Some room may have remained in theory between these two responses; perhaps a senator could learn something about Justice Ginsburg's legal views if he pitched his question at precisely the right level of generality. But in practice, the potential gap closed to a sliver given Ginsburg's understanding of what counted as "too specific" (roughly, anything that might have some bearing on a case that might some day come before the Court) and what counted as "too general" (roughly, anything else worthy of mention).

Thomas E. Mann, a Brookings Institution scholar and co-author of "The Broken Branch: How Congress Is Failing America and How to Get It Back on Track", said there's no upside for Kagan in actually answering questions. It would only complicate things for her when she's "almost a lock on confirmation right now."

Virginia Sloan, president of the Constitution Project, said it would be "totally appropriate" for senators "to be exploring a person's judicial philosophy and temperament and views in general."

But realistically, she said, "I think that anything that anybody says can be used against him or her or politicized or misinterpreted and it's just become too dangerous to do it."

All this frustrates George Washington University Law Professor Jonathan Turley. The Ginsburg Rule "has turned the confirmation hearings into a pathetic exercise," he said. "What's infuriating for lawyers is that the discussion remains on a Romper Room level. It is basically a series of platitudes that is disguised as public commentary.

"It's like picking a doctor based on his personal opposition to premature death," he told HuffPost.

As Kagan decides how to answer questions -- and as senators decide how hard to press her -- there is more than just possible hypocrisy or a missed opportunity at stake.

Continued adherence to the Ginsburg Rule could let another Bork on the court -- in fact, it has arguably done so already, in the form of the outwardly more reasonable but equally radical John Roberts and Samuel Alito.

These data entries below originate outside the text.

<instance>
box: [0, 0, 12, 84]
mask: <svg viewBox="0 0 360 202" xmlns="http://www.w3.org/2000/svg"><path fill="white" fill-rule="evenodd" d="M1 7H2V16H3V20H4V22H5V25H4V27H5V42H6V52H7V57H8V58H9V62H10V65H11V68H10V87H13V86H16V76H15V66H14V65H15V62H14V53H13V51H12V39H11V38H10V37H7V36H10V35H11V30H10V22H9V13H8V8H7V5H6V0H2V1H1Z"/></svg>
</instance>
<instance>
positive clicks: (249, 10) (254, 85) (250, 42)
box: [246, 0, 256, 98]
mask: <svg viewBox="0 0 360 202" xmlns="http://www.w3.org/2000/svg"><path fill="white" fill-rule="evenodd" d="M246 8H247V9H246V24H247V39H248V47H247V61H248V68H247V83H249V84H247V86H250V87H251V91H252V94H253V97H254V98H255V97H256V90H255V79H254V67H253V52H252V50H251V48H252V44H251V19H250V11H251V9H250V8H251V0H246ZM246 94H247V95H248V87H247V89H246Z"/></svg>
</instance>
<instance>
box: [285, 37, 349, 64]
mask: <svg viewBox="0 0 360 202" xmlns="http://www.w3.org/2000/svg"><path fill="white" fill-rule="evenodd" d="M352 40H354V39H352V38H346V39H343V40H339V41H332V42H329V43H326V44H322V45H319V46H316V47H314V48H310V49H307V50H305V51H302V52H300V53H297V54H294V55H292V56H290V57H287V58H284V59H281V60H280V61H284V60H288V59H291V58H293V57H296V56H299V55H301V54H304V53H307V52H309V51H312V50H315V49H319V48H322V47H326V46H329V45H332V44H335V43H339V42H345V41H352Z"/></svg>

The critically important role senators have in a Supreme Court confirmation is to reject any presidential nominee whose philosophy is genuinely radical -- whose thinking about liberty and tyranny, for instance, is not simply a reflection of political differences, but is so extreme that it is outside the American legal tradition.

The fact is that while Democratic presidents have lately tended to nominate only somewhat liberal or even centrist justices, modern Republican presidents have been so influenced by far-right legal cabals that their nominees have increasingly promoted severe judicial philosophies that, if publicly expressed, would actually be untenable to most Americans. Their views on severely limited individual rights, expansive corporate rights, and nearly unlimited executive power beget a vision of America that is unrecognizable and distasteful to all but the most extreme conservatives.

There are already four such zealots on the Court. Without a new precedent that allows senators to demand answers -- and empowers them to balk at confirming any nominees who refuse to openly discuss their judicial philosophy -- the Court could too easily shift roles from being the last bulwark against tyranny to being its enabler.